BAKU, Azerbaijan, Nov. 1 (Reuters) - Azeris voted in a parliamentary election on Sunday which Azerbaijan President Ilham Aliyev's ruling party is widely expected to win, and which mainstream opposition and international monitors are shunning. Aliyev has consolidated his power since succeeding his father and long-serving leader Heydar in 2003, presiding over a period when officials say revenues from rising oil and gas exports have delivered better living standards.
Rights groups accuse the government of curbing freedoms and of silencing dissent, while the opposition complains of harassment, a lack of access to broadcasting, and draconian restrictions on campaigning.
The government denies wrongdoing, and Western governments, who are courting Azerbaijan as an alternative source of oil and gas to Russia, balance their criticism over human rights with strategic considerations.

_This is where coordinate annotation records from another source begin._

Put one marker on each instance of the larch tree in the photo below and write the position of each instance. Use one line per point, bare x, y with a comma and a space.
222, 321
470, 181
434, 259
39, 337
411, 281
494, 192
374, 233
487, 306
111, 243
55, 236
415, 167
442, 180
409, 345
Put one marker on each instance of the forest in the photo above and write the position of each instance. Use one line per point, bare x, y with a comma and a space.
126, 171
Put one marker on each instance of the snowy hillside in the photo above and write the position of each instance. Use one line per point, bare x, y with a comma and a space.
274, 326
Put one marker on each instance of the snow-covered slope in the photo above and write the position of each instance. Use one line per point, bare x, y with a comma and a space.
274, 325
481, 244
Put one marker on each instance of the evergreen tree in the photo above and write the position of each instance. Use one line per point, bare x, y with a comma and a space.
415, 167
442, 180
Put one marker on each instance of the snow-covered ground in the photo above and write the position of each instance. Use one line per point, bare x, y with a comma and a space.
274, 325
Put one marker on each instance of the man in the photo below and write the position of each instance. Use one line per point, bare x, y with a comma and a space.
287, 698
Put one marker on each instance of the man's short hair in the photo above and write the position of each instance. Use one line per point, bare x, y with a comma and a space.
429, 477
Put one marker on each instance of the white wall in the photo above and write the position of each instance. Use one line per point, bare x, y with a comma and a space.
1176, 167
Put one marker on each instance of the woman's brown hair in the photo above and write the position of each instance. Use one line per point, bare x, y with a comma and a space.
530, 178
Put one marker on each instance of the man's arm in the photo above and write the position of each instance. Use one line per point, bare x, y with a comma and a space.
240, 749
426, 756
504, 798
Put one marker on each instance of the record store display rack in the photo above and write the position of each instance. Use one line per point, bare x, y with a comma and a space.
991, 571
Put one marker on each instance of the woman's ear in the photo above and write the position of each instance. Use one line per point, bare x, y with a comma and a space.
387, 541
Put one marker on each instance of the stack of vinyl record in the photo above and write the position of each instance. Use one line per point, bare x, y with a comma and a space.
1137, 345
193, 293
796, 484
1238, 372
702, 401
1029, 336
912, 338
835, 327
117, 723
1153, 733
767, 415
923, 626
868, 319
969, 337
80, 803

Azerbaijan is host to oil majors including BP PLC, Exxon Mobil Corp and Chevron Corp.
The Opposition has already cried foul.
"The election in Azerbaijan is conducted in an undemocratic environment. Our observers monitored a lot of violations, including ballot stuffing, during the vote," opposition Musavat Party leader, Arif Gajily, told Reuters.
Musavat and other mainstream opposition parties in Azerbaijan, a mainly Muslim country of about 9 million people between Iran, Russia and Turkey, are boycotting the poll.
All 125 seats in the single-chamber parliament, which is elected every five years, will be filled through voting for individual candidates in electoral districts.
Polls closed at 7 p.m. (1500 GMT) and official preliminary results were expected to follow within hours.
Human Rights Watch said this week that Azeri authorities had convicted or imprisoned at least 35 journalists and rights and political activists in 2014 and that "the crackdown continued at a dizzying pace."
The Organisation for Security and Cooperation in Europe (OSCE) said it would not monitor the election because restrictions imposed on it by the authorities made credible poll monitoring impossible.
Azeri President, who left the polling station without making any statement earlier today, said later that the OSCE's decision not to monitor the poll "was not acceptable."
Some foreign journalists, including reporters from Reuters, were not issued with accreditation to cover the election. The foreign ministry cited technical difficulties.